On Jul 26, 2007, at 8:47 PM, Hallam-Baker, Phillip wrote:
I don't think that I am misrepresenting the paper when I summarize
it as saying 'keep the complexity out of the network core'
I'm slogging through some old email, and choose to pick up on this.
Following Noel's rant (which is well written and highly correct), it
is not well summarized that way. For example, quoting from the paper,
"Performing a function at a low level may be more efficient, if the
function can be performed with a minimum perturbation of the
machinery already included in the low-level subsystem". So, for
example, while we generally want retransmissions to run end to end,
in an 802.11 network there is a clear benefit that can be gained at
low cost in the RTS/CTS and retransmission behaviors of that system.

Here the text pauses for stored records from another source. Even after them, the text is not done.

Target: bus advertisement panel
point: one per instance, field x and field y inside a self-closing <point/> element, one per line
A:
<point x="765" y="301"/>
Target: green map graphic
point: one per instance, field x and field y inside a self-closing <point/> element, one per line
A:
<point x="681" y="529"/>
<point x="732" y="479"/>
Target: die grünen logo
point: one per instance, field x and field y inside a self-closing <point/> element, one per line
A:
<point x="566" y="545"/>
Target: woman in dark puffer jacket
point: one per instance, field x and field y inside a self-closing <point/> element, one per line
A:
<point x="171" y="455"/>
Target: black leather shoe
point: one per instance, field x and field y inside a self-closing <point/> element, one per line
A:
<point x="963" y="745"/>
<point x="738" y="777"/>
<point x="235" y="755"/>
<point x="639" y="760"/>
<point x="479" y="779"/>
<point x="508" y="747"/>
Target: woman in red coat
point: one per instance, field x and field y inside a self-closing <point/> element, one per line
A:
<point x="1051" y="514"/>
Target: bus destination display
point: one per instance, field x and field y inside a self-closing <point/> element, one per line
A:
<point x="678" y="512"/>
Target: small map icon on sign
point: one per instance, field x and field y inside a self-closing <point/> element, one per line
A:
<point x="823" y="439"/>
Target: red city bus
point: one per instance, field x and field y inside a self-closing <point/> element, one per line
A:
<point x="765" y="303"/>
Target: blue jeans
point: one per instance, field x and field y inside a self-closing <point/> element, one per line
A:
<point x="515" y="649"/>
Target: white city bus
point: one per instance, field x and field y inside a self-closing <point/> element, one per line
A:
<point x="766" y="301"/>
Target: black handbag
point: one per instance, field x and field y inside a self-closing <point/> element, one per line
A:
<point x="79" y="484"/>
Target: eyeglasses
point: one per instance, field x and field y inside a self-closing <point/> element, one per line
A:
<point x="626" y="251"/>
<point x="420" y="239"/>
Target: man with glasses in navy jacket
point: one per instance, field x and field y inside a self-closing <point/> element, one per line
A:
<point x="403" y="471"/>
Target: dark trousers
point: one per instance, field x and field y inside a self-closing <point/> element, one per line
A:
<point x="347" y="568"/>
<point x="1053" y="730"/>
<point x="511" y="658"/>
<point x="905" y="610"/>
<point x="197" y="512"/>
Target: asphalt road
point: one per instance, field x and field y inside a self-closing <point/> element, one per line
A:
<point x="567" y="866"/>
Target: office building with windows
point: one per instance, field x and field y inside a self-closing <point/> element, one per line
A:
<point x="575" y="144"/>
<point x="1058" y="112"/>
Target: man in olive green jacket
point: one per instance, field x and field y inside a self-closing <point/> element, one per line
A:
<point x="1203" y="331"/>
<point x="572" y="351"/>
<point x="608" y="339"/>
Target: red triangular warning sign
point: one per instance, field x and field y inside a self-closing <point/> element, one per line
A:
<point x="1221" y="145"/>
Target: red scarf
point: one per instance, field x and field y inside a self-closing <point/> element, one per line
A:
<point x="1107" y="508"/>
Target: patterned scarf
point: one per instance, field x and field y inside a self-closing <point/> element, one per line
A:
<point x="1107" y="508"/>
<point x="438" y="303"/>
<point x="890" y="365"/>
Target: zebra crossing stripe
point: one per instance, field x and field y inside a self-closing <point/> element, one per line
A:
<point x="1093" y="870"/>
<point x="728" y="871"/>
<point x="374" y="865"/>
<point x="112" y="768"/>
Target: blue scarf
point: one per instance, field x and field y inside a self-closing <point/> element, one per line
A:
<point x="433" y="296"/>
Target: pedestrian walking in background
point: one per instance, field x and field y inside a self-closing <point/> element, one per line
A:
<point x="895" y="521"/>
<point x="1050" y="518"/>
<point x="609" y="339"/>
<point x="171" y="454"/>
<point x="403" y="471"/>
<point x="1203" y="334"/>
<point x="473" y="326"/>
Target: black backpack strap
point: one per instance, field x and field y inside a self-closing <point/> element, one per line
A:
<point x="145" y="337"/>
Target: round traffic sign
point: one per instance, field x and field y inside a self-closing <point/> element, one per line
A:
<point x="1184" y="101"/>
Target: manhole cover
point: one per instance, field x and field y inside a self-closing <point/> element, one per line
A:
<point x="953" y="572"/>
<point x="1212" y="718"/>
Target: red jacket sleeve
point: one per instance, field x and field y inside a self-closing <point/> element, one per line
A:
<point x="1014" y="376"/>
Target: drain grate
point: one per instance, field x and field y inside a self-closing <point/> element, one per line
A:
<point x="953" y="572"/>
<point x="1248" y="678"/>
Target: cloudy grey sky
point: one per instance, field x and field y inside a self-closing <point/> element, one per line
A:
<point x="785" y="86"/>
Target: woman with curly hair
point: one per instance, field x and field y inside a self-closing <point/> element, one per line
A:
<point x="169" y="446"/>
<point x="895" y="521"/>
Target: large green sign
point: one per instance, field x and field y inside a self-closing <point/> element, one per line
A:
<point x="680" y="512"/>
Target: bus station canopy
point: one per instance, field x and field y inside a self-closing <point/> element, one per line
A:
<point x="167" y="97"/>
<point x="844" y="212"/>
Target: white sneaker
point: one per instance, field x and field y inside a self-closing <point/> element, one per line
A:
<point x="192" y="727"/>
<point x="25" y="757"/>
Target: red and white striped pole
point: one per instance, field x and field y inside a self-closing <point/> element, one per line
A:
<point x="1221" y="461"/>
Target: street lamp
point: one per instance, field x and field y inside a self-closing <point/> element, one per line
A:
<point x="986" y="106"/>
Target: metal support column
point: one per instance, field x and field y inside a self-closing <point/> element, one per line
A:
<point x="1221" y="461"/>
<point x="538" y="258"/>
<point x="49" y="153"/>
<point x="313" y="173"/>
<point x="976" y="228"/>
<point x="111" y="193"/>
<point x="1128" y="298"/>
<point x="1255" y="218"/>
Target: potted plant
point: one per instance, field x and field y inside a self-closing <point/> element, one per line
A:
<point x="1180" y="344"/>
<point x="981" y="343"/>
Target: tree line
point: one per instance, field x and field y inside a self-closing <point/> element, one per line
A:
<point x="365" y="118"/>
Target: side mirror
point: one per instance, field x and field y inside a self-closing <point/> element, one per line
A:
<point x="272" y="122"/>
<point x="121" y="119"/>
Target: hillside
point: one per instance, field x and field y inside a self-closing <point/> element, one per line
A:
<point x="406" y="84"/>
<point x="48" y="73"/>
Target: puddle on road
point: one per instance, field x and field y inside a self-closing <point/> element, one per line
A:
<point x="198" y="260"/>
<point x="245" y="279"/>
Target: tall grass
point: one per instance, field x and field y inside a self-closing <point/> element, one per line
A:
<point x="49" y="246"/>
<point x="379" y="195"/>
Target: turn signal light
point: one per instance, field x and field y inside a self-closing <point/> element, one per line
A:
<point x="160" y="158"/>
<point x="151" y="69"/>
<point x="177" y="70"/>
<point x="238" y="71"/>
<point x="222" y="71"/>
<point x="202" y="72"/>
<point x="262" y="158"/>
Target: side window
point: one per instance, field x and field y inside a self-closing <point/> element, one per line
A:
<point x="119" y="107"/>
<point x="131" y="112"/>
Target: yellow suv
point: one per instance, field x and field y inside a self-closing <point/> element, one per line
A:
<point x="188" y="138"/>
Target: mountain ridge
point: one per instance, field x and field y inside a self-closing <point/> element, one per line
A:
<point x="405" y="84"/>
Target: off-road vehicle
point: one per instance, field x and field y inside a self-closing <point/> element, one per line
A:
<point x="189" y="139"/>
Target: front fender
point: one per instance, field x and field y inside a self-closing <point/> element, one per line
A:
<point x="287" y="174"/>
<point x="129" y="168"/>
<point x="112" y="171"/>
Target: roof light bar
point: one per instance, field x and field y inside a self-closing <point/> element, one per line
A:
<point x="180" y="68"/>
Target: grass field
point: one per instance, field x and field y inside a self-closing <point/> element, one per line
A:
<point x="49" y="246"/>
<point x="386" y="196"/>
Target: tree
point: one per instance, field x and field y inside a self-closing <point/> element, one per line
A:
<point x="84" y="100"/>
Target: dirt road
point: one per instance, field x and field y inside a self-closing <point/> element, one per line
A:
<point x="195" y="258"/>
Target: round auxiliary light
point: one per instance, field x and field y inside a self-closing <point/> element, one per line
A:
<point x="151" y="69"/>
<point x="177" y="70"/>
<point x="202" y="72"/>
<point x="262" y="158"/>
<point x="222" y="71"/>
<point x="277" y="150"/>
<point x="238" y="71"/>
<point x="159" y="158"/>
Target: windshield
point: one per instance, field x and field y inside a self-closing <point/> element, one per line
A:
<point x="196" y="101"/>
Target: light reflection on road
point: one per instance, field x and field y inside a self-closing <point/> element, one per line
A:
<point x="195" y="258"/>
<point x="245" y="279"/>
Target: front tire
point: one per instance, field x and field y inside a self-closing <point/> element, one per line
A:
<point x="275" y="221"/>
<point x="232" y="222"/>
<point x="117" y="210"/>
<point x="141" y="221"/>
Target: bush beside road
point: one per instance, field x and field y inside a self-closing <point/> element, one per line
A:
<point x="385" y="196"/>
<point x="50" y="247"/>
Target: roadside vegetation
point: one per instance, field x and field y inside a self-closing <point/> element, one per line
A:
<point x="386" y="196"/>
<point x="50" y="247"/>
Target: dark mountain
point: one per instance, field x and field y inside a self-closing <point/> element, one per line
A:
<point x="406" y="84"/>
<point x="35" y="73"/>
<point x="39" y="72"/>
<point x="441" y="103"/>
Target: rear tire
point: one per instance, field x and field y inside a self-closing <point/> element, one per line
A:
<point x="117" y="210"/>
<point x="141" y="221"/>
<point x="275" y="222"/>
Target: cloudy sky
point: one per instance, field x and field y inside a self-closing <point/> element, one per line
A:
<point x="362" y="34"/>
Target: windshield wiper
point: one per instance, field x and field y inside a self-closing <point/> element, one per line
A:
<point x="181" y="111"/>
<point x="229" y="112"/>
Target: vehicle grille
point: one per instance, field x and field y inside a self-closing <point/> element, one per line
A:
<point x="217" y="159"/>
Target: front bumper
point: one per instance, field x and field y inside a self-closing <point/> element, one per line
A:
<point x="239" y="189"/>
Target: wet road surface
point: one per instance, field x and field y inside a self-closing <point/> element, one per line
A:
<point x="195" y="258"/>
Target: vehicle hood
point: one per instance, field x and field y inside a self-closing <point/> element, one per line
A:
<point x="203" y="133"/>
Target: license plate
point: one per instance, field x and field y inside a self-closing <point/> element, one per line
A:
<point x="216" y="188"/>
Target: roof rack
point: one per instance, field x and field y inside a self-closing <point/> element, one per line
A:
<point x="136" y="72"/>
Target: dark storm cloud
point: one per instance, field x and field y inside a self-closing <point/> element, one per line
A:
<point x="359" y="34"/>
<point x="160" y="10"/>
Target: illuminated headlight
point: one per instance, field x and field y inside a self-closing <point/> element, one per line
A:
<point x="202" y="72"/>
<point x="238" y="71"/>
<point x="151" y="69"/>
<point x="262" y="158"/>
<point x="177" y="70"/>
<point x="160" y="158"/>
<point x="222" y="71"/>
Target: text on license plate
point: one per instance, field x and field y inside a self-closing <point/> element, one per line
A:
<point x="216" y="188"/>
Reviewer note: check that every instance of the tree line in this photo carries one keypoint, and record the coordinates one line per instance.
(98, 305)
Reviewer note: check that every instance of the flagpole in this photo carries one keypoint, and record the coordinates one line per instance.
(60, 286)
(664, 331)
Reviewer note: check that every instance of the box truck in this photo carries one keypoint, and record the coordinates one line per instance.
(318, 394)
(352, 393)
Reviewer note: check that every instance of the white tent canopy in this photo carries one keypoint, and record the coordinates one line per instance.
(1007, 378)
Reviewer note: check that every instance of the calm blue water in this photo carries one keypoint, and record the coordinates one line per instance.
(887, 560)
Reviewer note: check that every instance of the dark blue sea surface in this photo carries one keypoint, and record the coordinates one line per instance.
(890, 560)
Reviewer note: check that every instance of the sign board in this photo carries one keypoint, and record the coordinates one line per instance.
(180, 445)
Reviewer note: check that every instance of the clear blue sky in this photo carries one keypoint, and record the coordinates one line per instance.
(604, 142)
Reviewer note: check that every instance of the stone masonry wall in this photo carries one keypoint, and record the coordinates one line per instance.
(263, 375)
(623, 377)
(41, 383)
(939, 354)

My precis would be: "in deciding where functionality should be
placed, do so in the simplest, cheapest, and most reliable manner
when considered in the context of the entire network. That is usually
close to the edge."
Let's take a very specific algorithm. In the IP Internet, we do
routing - BGP, OSPF, etc ad nauseum. Routing, as anyone who has spent
much time with it will confirm, can be complex and results in large
amounts of state maintained in the core. There are alternatives to
doing one's routing in the core; consider IEEE 802.5 Source Routing
for an example that occurred (occurs?) in thankfully-limited scopes.
We could broadcast DNS requests throughout the Internet with trace-
route-and-record options and have the target system reply using the
generated source route. Or not... Sometimes, there is a clear case
for complexity in the network, and state.
Let me mention also a different consideration, related to business
and operational impact. Various kinds of malware wander around the
network. One can often identify them by the way that they find new
targets to attack - they probe for them using ARP scans, address
scans, and port scans. We have some fairly simple approaches to using
this against them, such as configuring a tunnel to a honeypot on some
subset of the addresses on each LAN in our network (a so-called "grey
net"), or announcing the address or domain name of our honeypot in a
web page that we expect to be harvested. Honeypots, null routes
announced in BGP, remediation networks, and grey networks are all
examples of intelligence in the network that is *not* in the laptop
it is protecting.
The end to end arguments that I am familiar with argue not for knee-
jerk design-by-rote, but for the use of the mind. One wants to design
systems that are relatively simple both to understand and to
maintain, and to isolate for diagnosis. The arguments do not say that
leaving all intelligence and functionality in the end system is the
one true religion; they observe, however, that the trade-offs in the
general case do lead one in that direction as a first intuition.